The bone structure of the knee joint is formed by the femur, the tibia, and the patella. The ACL is one of the four main ligaments within the knee that connect the femur to the tibia. The knee is essentially a hinged

joint that is held together by the medial collateral (MCL), lateral collateral (LCL), anterior cruciate (ACL) and posterior cruciate (PCL) ligaments. The ACL runs diagonally in the middle of the knee, preventing the tibia

from sliding out in front of the femur as well as providing rotational stability to the knee (Figure 1).
The weight-bearing surface of the knee is covered by a layer of articular cartilage. On either side of the joint, between the cartilage surfaces of the femur and tibia, are the medial meniscus and lateral meniscus. The menisci act as shock absorbers and work with the cartilage to reduce the stresses between the tibia and the femur.
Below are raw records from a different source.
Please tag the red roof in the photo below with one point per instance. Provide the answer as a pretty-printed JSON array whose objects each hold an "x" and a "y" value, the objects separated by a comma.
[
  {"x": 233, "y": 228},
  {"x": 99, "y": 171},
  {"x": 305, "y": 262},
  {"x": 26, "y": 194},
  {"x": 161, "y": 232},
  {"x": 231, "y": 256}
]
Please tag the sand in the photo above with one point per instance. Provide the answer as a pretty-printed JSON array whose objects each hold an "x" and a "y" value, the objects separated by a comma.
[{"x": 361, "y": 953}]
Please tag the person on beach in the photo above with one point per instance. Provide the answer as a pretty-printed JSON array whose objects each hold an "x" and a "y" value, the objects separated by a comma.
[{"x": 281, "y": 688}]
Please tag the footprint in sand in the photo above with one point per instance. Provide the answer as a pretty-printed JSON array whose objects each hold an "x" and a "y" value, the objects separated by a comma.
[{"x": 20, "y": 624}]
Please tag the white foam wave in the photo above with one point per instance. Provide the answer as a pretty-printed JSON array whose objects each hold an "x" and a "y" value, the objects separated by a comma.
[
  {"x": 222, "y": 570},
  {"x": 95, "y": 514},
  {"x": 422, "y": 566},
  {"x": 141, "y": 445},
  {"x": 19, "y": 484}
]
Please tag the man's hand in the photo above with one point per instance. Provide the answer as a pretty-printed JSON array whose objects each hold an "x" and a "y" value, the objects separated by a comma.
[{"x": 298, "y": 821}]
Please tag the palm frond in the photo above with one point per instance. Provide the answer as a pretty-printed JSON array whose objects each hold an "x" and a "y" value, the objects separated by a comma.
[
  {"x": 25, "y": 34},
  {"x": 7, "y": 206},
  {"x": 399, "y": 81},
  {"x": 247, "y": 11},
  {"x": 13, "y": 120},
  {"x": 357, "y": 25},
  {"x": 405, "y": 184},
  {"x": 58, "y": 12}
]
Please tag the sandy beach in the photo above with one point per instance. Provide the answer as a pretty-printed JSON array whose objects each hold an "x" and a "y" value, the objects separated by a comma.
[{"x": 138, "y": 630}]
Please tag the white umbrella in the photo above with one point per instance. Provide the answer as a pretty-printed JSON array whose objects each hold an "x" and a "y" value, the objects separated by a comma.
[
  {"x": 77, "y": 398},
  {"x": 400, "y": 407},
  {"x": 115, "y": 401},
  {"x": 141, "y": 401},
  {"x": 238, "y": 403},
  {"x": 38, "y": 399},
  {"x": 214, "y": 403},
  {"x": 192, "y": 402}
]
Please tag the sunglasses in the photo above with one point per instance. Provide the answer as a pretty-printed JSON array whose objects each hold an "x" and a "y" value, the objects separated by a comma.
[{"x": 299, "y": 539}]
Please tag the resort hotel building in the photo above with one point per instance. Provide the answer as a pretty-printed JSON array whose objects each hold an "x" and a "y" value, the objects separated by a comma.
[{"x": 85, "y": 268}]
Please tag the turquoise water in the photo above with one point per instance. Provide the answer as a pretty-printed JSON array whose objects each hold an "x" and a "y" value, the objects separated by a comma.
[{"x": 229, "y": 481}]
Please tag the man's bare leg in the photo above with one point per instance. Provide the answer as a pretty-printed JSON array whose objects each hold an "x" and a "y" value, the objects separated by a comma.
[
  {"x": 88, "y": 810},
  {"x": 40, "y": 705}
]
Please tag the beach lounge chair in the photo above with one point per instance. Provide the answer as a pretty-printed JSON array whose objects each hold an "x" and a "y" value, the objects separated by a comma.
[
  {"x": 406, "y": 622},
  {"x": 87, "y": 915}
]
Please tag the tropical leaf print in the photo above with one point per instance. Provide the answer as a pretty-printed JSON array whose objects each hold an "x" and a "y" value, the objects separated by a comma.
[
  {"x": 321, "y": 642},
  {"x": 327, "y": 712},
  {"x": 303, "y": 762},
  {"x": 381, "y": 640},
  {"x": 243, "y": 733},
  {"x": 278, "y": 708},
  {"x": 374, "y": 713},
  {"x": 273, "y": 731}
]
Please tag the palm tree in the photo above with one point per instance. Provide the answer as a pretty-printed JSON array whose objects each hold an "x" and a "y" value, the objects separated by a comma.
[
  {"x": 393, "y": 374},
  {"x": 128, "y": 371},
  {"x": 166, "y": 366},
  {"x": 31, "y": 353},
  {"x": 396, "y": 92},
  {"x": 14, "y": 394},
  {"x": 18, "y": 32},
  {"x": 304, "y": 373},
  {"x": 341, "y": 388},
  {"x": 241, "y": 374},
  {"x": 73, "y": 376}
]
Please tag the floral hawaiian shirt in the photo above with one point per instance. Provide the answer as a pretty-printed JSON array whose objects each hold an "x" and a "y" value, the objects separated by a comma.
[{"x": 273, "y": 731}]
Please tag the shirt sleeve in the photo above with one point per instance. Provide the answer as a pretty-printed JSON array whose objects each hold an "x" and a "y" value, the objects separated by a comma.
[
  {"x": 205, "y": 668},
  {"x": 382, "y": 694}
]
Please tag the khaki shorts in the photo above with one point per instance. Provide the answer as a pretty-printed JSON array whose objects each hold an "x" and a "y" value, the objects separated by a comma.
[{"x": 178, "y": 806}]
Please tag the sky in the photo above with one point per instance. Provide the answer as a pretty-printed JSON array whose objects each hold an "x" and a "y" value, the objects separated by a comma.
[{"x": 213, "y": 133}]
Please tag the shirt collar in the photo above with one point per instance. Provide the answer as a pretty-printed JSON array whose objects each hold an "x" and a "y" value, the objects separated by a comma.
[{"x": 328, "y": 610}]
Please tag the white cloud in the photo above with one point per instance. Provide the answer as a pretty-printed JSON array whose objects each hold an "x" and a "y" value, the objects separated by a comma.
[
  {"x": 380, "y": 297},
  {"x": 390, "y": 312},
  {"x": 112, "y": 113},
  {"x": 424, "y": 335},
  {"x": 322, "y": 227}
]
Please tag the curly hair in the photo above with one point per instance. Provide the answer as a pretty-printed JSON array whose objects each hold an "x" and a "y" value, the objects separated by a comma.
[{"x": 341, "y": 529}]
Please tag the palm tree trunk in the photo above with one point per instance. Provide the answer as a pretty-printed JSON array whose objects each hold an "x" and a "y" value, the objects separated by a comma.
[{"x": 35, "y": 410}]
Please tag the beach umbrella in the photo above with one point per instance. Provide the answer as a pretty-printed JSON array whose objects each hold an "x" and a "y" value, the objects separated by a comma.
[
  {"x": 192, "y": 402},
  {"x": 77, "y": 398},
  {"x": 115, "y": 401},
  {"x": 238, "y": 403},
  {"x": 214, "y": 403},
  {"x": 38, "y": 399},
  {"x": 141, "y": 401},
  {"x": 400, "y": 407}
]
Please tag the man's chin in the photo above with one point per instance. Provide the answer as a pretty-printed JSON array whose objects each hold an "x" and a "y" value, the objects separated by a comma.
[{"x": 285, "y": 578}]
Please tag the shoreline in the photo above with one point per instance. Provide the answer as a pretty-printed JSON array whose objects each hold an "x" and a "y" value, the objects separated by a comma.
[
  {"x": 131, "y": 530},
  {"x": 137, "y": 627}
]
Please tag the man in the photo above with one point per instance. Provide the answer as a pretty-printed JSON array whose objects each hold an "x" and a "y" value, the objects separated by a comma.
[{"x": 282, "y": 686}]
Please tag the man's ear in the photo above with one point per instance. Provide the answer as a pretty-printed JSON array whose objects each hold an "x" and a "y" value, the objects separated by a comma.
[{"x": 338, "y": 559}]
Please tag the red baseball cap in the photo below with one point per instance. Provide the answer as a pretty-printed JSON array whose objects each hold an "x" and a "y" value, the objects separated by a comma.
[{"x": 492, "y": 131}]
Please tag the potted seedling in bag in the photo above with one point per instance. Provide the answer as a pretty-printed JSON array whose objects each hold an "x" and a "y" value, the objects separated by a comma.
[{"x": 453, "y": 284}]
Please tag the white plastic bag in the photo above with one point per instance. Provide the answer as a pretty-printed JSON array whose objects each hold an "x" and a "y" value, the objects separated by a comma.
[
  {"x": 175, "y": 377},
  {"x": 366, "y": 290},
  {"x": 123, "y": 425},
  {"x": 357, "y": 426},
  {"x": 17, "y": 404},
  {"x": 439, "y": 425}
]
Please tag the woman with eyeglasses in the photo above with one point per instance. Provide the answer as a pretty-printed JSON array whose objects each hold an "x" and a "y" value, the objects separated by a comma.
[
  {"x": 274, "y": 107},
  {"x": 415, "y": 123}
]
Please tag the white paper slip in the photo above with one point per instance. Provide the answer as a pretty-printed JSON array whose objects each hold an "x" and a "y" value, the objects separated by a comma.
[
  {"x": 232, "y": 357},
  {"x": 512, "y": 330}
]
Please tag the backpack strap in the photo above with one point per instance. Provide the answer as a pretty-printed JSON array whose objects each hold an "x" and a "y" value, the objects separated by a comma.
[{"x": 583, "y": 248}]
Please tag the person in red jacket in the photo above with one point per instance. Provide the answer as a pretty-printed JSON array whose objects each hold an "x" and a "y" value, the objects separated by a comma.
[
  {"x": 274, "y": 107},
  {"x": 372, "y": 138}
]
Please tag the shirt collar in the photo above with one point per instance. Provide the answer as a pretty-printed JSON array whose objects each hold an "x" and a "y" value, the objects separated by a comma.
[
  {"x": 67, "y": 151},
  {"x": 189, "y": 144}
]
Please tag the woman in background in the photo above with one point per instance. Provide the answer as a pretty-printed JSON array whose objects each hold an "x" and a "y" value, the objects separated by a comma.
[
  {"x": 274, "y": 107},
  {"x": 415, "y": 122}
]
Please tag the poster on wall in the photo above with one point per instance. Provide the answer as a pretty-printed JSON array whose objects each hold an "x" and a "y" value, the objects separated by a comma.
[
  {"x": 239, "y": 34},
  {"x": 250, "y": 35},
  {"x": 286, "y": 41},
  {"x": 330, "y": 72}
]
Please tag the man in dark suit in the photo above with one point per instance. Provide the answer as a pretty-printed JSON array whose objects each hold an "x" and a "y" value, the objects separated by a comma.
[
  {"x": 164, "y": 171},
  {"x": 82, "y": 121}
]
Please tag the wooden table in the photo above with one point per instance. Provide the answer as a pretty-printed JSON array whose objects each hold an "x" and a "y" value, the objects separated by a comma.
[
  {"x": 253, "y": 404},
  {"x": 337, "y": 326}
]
It is estimated that 70 percent of ACL injuries occur through non-contact mechanisms while 30 percent result from direct contact with another player or object. The mechanism of injury is often associated with deceleration coupled with cutting, pivoting or sidestepping maneuvers, awkward landings or “out of control” play. Several studies have shown that female athletes have a higher incidence of ACL injury than male athletes in certain sports. It has been proposed that this is due to differences in physical conditioning, muscular strength, and neuromuscular control. Other hypothesized causes of this gender-related difference in ACL injury rates include pelvis and lower extremity (leg) alignment, increased ligamentous laxity and the effects of estrogen on ligament properties. Approximately 50 percent of ACL injuries occur in combination with damage to the meniscus, articular cartilage, or other ligaments. Additionally, patients may have bone bruises of the bone beneath the cartilage surface. These may be seen on an MRI and may indicate injury to the overlying articular cartilage.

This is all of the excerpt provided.